Questa Corte ha ripetutamente affermato che ‘ l’art. 8 della Tariffa, contemplando tra i provvedimenti giudiziari assoggettati ad imposta di registro anche «i provvedimenti di aggiudicazione e quelli di assegnazione, equiparandoli ai provvedimenti di definizione del giudizio», ha inteso riferirsi specificamente all’istituto previsto dall’art. 505 c.p.c. e dagli artt. 529, 539, 552 e ss. e 588 c.p.c., dal momento che è da presumere che quando una norma di diritto tributario fa riferimento ad un istituto privatistico o processual civilistico, adotti anche la definizione che di tale rapporto abbia dato la legge civile o processuale civile. In tal modo, i provvedimenti di aggiudicazione e quelli di assegnazione sono stati equiparati, ai fini tributari, ai provvedimenti decisori in considerazione del profilo di specificità che connota quegli atti e che deve individuarsi nell’effetto traslativo di uno specifico bene (mobile, immobile o credito) che con essi si realizza (Cass., Sez. 5, n. 16022 del 2005, Rv. 58515101). La natura traslativa dell’ordinanza di assegnazione è stata costantemente affermata dalla giurisprudenza di legittimità, la quale ha ripetutamente statuito che «l’ordinanza di assegnazione del credito pignorato, emanata a seguito della positiva dichiarazione del terzo, rappresenta, per la sua natura liquidativa e satisfattiva, l’atto finale e conclusivo del procedimento di espropriazione verso terzi, determinante il trasferimento coattivo del credito pignorato dal debitore esecutato al creditore del medesimo, nonché il momento finale e l’atto giurisdizionale conclusivo del processo di espropriazione presso terzi» (Cass., Sez. 3, n. 19394 del 2017, Rv. 645386-01; Sez. 6-1, n. 11660 del 2016, Rv. 640208-01; Sez. 1, n. 7508 del 2011, Rv. 61749001)’ (Sez. 5 – , Ordinanza n. 7306 del 16/03/2021, Rv. 660879 01)…. ‘ (Cass. n. 577/2025, nonché Cass. 27265/25).
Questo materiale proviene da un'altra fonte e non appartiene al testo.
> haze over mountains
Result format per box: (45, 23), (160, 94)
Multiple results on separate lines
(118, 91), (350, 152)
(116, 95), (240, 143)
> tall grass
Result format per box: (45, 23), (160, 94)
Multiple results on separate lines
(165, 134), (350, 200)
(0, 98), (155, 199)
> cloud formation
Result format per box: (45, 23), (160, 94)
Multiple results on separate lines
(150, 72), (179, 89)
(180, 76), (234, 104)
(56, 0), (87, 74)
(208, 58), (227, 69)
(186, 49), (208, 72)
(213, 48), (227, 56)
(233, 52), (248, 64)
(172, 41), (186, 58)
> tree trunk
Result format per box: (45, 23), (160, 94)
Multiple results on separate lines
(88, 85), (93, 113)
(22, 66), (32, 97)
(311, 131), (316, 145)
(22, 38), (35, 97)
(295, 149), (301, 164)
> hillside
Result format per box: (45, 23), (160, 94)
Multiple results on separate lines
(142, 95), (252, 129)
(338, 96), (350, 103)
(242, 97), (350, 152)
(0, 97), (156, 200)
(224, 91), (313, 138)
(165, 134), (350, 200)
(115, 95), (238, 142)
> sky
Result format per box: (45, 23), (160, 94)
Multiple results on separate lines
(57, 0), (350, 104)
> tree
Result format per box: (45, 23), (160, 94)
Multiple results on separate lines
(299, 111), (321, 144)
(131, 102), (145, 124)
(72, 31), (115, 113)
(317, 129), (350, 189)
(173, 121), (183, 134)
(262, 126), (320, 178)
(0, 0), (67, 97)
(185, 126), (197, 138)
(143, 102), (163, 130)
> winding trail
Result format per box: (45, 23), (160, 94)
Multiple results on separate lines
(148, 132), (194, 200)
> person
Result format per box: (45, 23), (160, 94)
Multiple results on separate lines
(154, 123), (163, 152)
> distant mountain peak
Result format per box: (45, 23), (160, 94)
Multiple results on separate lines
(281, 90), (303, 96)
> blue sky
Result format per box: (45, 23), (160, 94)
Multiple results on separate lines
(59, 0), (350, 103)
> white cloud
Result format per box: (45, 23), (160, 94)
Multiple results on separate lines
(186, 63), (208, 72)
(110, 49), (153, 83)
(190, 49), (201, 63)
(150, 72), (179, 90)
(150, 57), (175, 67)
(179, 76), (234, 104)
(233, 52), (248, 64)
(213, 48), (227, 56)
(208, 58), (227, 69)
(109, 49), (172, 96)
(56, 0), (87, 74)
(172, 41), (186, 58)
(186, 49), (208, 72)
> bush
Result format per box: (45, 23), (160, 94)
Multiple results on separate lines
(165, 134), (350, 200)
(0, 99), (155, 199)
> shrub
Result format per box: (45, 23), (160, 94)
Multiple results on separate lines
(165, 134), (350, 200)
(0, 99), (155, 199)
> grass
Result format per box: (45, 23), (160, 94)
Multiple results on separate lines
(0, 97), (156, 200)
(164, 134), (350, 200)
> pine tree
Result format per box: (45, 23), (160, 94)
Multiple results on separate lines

Pertanto, correttamente l’Amministrazione finanziaria ha liquidato l’imposta in questione sulla base dell’aliquota proporzionale prevista , per le cessioni di credito, dall’art. 6 della Tariffa Parte Prima, allegata al d.P.R.
n. 131/1986, applicando nella specie l’art. 8, lett. a) della citata Tariffa, intendendo questa Corte dare seguito all’orientamento maggioritario, da ultimo ribadito, che riconosce natura traslativa all’ordinanza di assegnazione dei crediti in sede di procedura esecutiva mobiliare.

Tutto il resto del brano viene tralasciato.